[Pyparsing] Problem with eastern european characters when scraping data from the European Parliamen
Brought to you by:
ptmcg
From: Thomas J. <tho...@eu...> - 2010-06-10 11:40:52
|
Dear PyParser Experts I am trying to scrape a lot of data from the European Parliament website for a research project. The first step is to create a list of all parliamentarians, however due to the many Eastern European names and the accents they use i get a lot of missing entries. Here is an example of what is giving me troubles (notice the accents at the end of the family name): <td class="listcontentlight_left"> <a href="/members/expert/alphaOrder/view.do? language=EN&id=28276" title="ANDRIKIENĖ, Laima Liucija">ANDRIKIENĖ, Laima Liucija</a> <br/> Group of the European People's Party (Christian Democrats) <br/> </td> Here is the url from which the html example is taken from: http://www.europarl.europa.eu/members/expert/alphaOrder.do?letter=B&language=EN So far I have been using PyParser and the following code (I know about hyphens and so forth this is just a test to see if I can get the name listed above): #parser_names name = Word(alphanums + alphas8bit) begin, end = map(Suppress, "><") names = begin + ZeroOrMore(name) + "," + ZeroOrMore(name) + end for name in names.searchString(page): print(name) However this does not catch the name from the html above. Any advice in how to proceed?
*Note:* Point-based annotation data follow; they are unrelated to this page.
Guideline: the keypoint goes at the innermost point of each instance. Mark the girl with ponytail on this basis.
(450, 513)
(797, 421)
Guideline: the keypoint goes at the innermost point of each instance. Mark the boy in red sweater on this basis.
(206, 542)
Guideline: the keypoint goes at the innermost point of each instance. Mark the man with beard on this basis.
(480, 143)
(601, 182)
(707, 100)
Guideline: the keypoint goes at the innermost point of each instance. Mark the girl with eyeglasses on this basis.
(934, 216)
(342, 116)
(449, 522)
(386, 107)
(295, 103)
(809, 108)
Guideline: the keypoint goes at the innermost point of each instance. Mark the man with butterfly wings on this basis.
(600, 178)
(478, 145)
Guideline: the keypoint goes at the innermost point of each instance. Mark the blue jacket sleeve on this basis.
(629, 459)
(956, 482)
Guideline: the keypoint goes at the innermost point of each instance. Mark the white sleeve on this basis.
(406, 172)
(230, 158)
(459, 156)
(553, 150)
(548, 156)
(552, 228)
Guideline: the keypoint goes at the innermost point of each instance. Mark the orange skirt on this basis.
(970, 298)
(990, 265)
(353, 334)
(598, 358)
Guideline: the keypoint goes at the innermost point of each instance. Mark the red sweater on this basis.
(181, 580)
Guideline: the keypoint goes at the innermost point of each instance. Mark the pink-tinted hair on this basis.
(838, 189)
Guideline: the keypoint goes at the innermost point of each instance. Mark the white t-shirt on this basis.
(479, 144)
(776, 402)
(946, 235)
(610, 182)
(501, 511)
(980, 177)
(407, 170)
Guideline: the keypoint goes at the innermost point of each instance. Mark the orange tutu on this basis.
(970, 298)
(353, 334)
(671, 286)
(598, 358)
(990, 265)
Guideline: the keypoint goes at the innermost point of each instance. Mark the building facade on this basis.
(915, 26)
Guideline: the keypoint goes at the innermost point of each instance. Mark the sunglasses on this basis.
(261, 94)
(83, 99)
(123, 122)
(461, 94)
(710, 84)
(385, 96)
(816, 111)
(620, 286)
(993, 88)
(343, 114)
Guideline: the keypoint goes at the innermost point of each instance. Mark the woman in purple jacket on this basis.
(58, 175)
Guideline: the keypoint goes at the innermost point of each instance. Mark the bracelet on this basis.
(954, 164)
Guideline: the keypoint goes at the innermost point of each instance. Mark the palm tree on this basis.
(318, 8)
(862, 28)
Best, Thomas P.S: Here is all the code i have so far: # -*- coding: utf-8 -*- import urllib.request from pyparsing_py3 import * page = urllib.request.urlopen("http://www.europarl.europa.eu/members/expert/alphaOrder.do?letter=B&language=EN ") page = page.read().decode("utf8") #parser_names name = Word(alphanums + alphas8bit) begin, end = map(Suppress, "><") names = begin + ZeroOrMore(name) + "," + ZeroOrMore(name) + end for name in names.searchString(page): print(name) |